After last month's Oscars ceremony, more than two dozen entertainment professionals complained in a letter to the Academy about jokes made at the expense of Asian children.
At a time when diversity has been at the forefront of conversation surrounding the awards show, celebrities including Ang Lee, George Takei and Sandra Oh expressed their disappointment in the show's "tone-deaf approach to its portrayal of Asians."
Today, an Academy representative responded in a statement.
"The Academy appreciates the concerns stated, and regrets that any aspect of the Oscar telecast was offensive," the statement reads. "We are committed to doing our best to ensure that material in future shows be more culturally sensitive."
During the telecast, host Chris Rock introduced three representatives from PricewaterhouseCoopers, the accounting firm that tabulates the show's votes. When three Asian children, whom Rock called "Ming Zhu, Bao Ling and David Moskowitz," took the stage, the Oscars host then said, "If anybody’s upset about that joke, just tweet about it on your phone that was also made by these kids."

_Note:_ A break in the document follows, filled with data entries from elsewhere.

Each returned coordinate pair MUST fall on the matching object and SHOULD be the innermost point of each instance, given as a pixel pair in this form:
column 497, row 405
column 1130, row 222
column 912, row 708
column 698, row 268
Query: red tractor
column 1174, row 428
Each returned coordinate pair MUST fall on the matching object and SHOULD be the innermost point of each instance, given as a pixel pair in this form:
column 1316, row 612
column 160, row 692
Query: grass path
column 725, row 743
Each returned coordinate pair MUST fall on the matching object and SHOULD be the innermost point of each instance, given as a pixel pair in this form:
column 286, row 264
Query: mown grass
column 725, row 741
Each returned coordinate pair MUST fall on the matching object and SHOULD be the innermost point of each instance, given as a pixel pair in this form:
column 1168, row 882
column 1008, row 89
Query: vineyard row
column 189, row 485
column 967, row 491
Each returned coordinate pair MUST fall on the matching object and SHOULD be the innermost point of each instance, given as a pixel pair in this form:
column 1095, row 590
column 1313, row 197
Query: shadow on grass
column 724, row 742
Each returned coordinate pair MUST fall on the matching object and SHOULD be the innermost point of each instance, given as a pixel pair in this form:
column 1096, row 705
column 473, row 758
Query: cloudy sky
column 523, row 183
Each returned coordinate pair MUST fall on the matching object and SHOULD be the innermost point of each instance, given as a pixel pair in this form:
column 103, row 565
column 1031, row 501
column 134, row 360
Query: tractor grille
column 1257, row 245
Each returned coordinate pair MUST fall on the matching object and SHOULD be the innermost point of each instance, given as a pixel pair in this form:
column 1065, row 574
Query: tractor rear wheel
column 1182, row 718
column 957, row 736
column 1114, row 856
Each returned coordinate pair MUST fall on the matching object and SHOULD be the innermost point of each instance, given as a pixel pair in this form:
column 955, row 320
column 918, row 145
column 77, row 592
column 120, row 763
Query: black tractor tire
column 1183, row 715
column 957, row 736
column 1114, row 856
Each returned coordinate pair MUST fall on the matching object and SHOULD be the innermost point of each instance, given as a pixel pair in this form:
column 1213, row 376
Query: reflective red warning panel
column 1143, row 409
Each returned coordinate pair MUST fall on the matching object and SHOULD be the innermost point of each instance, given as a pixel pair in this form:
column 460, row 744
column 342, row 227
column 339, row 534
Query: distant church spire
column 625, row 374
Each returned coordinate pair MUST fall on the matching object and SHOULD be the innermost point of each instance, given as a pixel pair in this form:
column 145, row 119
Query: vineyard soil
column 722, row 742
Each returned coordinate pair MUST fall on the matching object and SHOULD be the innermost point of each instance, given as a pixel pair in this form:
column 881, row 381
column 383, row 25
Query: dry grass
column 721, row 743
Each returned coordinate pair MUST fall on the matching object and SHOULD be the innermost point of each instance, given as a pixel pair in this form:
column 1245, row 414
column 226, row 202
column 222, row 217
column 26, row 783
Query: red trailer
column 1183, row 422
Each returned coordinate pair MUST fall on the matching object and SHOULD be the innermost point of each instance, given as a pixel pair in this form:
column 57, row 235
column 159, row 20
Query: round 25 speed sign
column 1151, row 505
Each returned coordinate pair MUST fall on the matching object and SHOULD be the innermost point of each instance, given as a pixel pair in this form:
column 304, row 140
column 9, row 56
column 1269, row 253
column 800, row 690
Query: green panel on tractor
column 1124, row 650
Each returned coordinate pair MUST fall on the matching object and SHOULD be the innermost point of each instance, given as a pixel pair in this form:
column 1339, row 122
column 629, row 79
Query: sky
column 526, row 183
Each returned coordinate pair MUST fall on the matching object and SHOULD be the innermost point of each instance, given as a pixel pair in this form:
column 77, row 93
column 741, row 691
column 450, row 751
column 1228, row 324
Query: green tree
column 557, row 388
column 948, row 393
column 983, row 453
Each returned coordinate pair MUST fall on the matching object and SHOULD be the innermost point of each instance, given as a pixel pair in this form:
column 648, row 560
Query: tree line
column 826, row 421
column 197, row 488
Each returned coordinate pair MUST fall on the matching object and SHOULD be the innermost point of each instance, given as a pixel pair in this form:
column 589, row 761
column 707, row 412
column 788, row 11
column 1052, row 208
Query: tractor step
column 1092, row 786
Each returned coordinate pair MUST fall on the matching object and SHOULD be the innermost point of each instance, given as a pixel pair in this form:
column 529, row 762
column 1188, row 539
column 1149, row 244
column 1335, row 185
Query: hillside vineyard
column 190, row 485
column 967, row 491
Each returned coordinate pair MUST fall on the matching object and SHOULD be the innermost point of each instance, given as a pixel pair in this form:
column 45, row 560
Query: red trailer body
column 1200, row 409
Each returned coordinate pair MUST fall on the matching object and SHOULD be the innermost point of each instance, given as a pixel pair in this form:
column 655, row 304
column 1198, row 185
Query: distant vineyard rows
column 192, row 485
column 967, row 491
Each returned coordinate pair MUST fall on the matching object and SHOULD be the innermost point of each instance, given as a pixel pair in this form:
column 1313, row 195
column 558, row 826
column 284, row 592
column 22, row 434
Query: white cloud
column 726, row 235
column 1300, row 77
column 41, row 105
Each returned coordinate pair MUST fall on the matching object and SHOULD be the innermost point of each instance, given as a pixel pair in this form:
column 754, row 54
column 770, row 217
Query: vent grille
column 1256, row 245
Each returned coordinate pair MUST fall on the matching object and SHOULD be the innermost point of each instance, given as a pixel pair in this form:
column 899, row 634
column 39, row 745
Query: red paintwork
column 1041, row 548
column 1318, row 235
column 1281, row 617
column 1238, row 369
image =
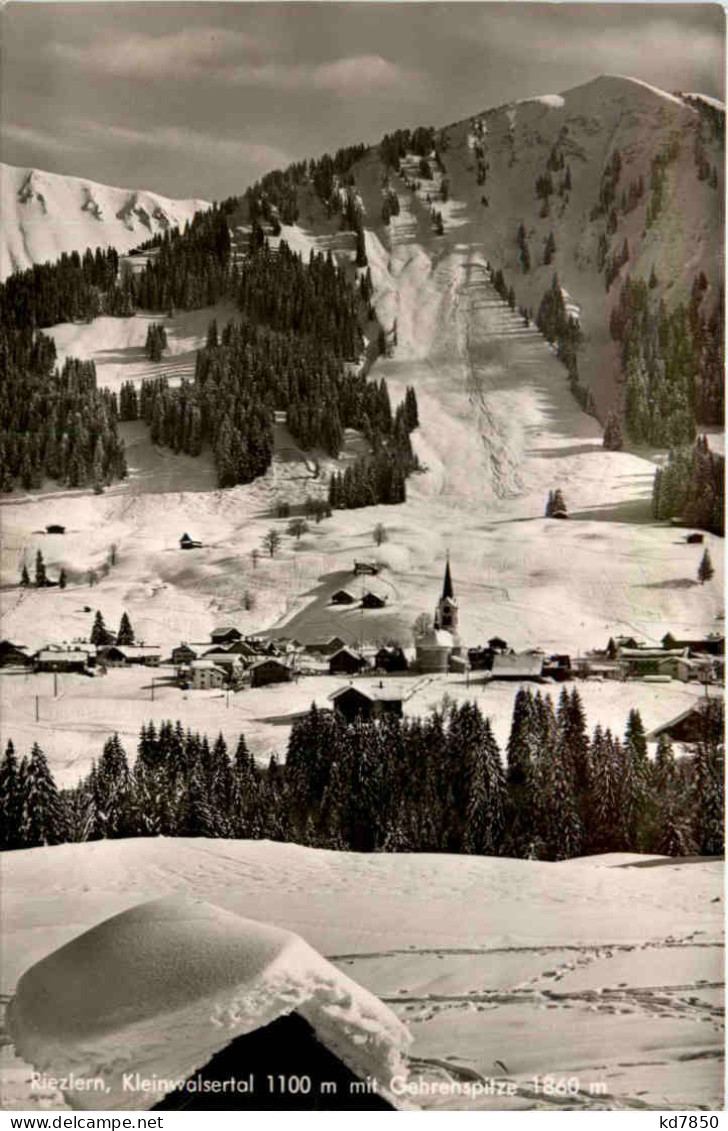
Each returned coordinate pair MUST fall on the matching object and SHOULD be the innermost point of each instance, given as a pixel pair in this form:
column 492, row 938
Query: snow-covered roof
column 435, row 638
column 205, row 665
column 269, row 659
column 66, row 655
column 163, row 986
column 386, row 694
column 131, row 650
column 523, row 665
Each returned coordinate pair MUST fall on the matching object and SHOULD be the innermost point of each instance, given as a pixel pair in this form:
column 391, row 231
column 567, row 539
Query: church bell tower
column 447, row 611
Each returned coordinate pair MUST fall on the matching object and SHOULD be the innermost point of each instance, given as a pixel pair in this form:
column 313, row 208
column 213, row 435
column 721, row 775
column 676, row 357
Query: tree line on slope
column 691, row 486
column 395, row 785
column 241, row 379
column 53, row 422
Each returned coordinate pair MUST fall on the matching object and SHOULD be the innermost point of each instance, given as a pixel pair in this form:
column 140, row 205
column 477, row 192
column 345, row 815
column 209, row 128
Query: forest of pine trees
column 691, row 486
column 76, row 287
column 436, row 784
column 562, row 330
column 672, row 362
column 53, row 423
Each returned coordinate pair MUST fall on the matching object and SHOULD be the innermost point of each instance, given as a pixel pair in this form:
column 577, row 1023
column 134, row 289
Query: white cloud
column 197, row 51
column 354, row 75
column 40, row 139
column 193, row 141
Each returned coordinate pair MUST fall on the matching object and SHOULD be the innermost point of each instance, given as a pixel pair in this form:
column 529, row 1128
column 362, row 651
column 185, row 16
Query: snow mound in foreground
column 162, row 987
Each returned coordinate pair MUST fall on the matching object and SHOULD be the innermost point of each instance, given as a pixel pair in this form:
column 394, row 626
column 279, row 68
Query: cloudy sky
column 200, row 98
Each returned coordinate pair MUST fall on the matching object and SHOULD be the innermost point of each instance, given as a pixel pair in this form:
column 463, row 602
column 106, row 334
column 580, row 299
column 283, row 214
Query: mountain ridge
column 45, row 215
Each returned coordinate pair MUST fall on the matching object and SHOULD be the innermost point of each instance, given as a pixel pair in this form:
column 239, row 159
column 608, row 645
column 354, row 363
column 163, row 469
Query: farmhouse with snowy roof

In another bit, Sacha Baron Cohen compared people of Asian descent to Minions.
In the letter to Academy President Cheryl Boone Isaacs and the Board of Governors, the undersigned also asked for a "concrete" plan to ensure that the show is more racially sensitive in the future.
"We’d like to know how such tasteless and offensive skits could have happened and what process you have in place to preclude such unconscious or outright bias and racism toward any group in future Oscars telecasts," they wrote. "We look forward to hearing from you about this matter and about the concrete steps to ensure that all people are portrayed with dignity and respect."